Tetesan peluh membasahi seluruh tubuh, aroma khas percintaan menyerbak ke segala ruangan. Embusan napas yang memburu dengan desahan saling bertautan. Tanganku meremas bahunya kuat, kepalaku terdongak dengan tubuh menggelinjang.

Rasa sakit dan nikmat bercampur menjadi satu menggelapkan pikiranku. Aku tersentak beberapa kali di bawah kabut nafsu. Rasanya darahku mengumpul di satu titik, siap tuk melebur.

"Annghh~" desahanku kembali terdengar lebih keras ketika ia menyentak pinggulku dalam, melesakkan benda miliknya lebih dalam.

Kumenggigit bibir bawahku kuat hingga kumerasakan adanya rasa anyir di dalam mulutku. Iris sayuku menatap terengah pada sosok kokoh yang tengah menggagahiku.

Dia tidak berpaling, membalas tatapanku dengan tatapan menggebu dan nampak menahan sesuatu.

Aku tau dia tengah menahannya lebih lama.

Kedua tanganku merambat ke helaian hitam legam miliknya, meremasnya seperti yang kulakukan pada bahunya. Kulihat dia memejamkan mata.

Hei, apa kau menikmatinya?

Bola mata beriris jelaga itu kembali terlihat, terbayang dalam netra teduhku.

Aku menyukai netra itu.

Aku menyukai bagaimana dia menatapku.

Membuat tubuhku memanas drastis di bawah kukungannya.

"Sebut namaku," suara baritonnya mengalun memasuki indra pendengaranku. Aku tau ucapannya itu adalah titah untukku.

"Anhh, anhh~" aku hanya mendesah, tapi tidak menyebut namanya.

Ia menggeram, tatapannya menajam menatapku. Hingga detik selanjutnya aku merasa tempo permainan pun meningkat. Pinggulku menabrak pinggulnya tak terkendali.

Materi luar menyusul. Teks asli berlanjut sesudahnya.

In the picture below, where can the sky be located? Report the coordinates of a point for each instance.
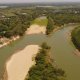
(26, 1)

"Akkkhhh~!" pekikanku terdengar keras. Aku tidak terkejut dengan hal ini, tapi tubuhku selalu terkejut dengan setiap gerakan dan sentuhannya.

Sepasang tangan merambat ke pinggangku, mengelusnya seringan bulu, menimbulkan rasa geli yang menggelitik tubuh.

Tubuhnya merendah, merapatkan dadanya dengan dadaku.

Ia menggigit daun telingaku.

"Sebut namaku atau ini tidak akan berakhir," bisiknya tepat di telingaku. Kalimat itu, ia tidak akan pernah bermain-main dengan kalimatnya sendiri.

"Mmnhh~ J-Jeffnh~"

Aku mendesahkan namanya. Kulumannya di telingaku semakin dalam, aku terlarut kembali untuk kesekian kalinya.

Dielusnya perutku dengan tangan besarnya, merambat naik secara perlahan. Gerakannya melambat secara konstan.

Astaga, dia menggodaku.

"Ughh..." aku mengerang tertahan, mengangkat pinggulku ke arah pinggulnya. Aku tidak ingin ia berhenti. Tidak untuk saat ini.

Segaris seringai tipis tertangkap mataku kala kumelirik dirinya.

"Kenapa? Kau ingin keluar?" tanyanya seraya berbisik. Ada nada sinis dalam pertanyaannya.

Gerakkannya benar-benar melambat, dan aku tidak menyukainya. Dia, benar-benar menyebalkan.